From Genesis to Revelation: a well-argued study of the place of Israel in American culture.
In the zombie apocalypse, as Brad Pitt so vividly learned in the film version of World War Z, always have an Israeli soldier at your side, and preferably “a buff Israeli woman soldier who is a symbol of Israeli feminism and modernity.” Even if feminism and modernity are in retreat in the United States, it was a good match: They staved off the end of civilization and saved our unworthy souls. Since the founding of the modern state of Israel 70 years ago, writes Kaplan (English/Univ. of Pennsylvania; The Anarchy of Empire in the Making of U.S. Culture, 2003, etc.), Americans, Jewish and non-Jewish alike, have seen in that nation a reflection and confirmation of their own, a system of affinities drawing on “powerful myths about their kinship and heritage, their suffering and salvation.” The author examines how those exceptionalist myths were made, often through the medium of popular literature and film. World War Z is but one case. Six decades earlier, the legendary journalist I.F. Stone traveled to Mandate Palestine onboard a ship carrying Jewish refugees from Europe and wrote a now largely forgotten book, Underground to Palestine, which “included the major tropes of the narrative that progressive Americans told about Zionism in the years following World War II.” Those tropes also play out in Leon Uris’ novel Exodus, which, in Kaplan’s view, recapitulates some of the opening-of-the-frontier stories Americans tell about themselves.
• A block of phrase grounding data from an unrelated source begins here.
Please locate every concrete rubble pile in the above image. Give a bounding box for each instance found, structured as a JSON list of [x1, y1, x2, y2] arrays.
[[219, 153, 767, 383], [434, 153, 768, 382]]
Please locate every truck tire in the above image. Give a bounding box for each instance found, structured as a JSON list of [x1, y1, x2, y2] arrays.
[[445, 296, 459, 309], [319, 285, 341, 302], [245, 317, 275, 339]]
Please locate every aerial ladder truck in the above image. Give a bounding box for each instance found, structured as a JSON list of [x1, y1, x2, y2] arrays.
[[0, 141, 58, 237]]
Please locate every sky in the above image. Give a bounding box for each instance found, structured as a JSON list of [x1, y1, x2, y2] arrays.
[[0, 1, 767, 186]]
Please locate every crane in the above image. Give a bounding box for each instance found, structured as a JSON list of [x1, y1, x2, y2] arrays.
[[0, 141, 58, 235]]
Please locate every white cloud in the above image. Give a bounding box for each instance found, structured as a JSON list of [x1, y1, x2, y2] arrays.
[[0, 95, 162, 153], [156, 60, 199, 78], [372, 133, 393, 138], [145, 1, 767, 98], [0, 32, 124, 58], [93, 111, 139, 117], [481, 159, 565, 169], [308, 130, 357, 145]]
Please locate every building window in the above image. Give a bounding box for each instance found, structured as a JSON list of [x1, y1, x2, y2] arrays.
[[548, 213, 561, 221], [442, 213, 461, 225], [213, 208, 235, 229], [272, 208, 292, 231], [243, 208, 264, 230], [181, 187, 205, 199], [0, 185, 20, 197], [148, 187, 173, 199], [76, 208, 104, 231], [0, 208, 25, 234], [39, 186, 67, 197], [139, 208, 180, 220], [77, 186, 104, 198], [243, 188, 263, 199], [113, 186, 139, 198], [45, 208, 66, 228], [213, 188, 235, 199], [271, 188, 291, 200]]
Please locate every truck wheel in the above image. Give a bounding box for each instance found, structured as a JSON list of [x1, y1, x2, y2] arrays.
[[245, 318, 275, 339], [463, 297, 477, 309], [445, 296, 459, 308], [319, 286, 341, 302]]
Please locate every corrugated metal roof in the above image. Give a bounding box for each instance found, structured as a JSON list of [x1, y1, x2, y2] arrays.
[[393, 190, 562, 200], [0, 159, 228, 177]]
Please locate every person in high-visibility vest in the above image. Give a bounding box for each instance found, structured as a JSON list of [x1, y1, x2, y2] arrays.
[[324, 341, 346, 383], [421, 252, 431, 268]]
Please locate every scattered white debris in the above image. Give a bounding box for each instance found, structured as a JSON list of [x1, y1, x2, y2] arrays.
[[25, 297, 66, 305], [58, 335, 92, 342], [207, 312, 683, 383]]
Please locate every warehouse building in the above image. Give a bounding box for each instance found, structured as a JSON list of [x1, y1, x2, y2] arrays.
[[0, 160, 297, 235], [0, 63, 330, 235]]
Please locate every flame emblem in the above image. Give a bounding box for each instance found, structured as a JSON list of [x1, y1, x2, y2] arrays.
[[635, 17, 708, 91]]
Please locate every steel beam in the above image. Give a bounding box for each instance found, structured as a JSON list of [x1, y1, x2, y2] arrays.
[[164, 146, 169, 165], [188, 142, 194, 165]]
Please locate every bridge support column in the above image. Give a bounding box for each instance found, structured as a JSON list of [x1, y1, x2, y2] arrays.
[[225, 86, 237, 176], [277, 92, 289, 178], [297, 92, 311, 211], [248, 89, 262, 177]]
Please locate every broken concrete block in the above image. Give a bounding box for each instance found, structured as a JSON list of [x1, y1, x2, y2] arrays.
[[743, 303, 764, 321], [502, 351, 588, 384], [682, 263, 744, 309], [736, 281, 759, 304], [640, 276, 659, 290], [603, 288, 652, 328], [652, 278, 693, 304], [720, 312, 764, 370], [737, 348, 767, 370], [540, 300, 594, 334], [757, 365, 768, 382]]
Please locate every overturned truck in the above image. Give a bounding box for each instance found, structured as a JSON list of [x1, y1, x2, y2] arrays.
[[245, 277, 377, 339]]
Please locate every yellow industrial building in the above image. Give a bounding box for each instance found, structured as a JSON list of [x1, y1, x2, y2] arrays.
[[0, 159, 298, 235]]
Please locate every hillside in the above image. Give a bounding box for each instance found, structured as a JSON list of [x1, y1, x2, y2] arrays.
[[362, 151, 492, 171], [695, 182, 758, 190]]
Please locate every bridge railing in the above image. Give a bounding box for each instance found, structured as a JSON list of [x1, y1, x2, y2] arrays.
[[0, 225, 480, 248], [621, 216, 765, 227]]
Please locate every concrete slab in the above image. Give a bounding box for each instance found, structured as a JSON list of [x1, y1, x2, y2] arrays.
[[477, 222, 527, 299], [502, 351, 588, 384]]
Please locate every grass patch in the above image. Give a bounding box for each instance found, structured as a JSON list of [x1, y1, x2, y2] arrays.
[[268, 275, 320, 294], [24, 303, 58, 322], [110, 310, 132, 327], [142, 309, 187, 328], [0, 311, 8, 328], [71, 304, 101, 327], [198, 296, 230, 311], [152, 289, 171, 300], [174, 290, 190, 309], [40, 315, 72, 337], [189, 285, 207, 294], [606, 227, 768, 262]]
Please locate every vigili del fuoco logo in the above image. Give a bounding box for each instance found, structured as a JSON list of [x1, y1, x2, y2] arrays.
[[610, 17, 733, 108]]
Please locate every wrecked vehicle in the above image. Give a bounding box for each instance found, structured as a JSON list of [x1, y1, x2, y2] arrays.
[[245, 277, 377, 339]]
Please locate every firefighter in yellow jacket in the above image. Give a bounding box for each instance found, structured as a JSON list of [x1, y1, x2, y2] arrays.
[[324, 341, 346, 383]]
The tropes change to fit the narrative at hand: Some of the author’s cases argue that it’s the battle for land that keeps Israelis and Arabs apart, some the battle of good and evil. Much of the book is confirmation rather than eye-opener, but Kaplan’s tour of literature and film shows how common understandings of Israel and the U.S. have been shaped—and distorted, as with the Trump administration’s relocation of the American embassy to Jerusalem.
A useful reading of history and politics in the light of mythmaking and media.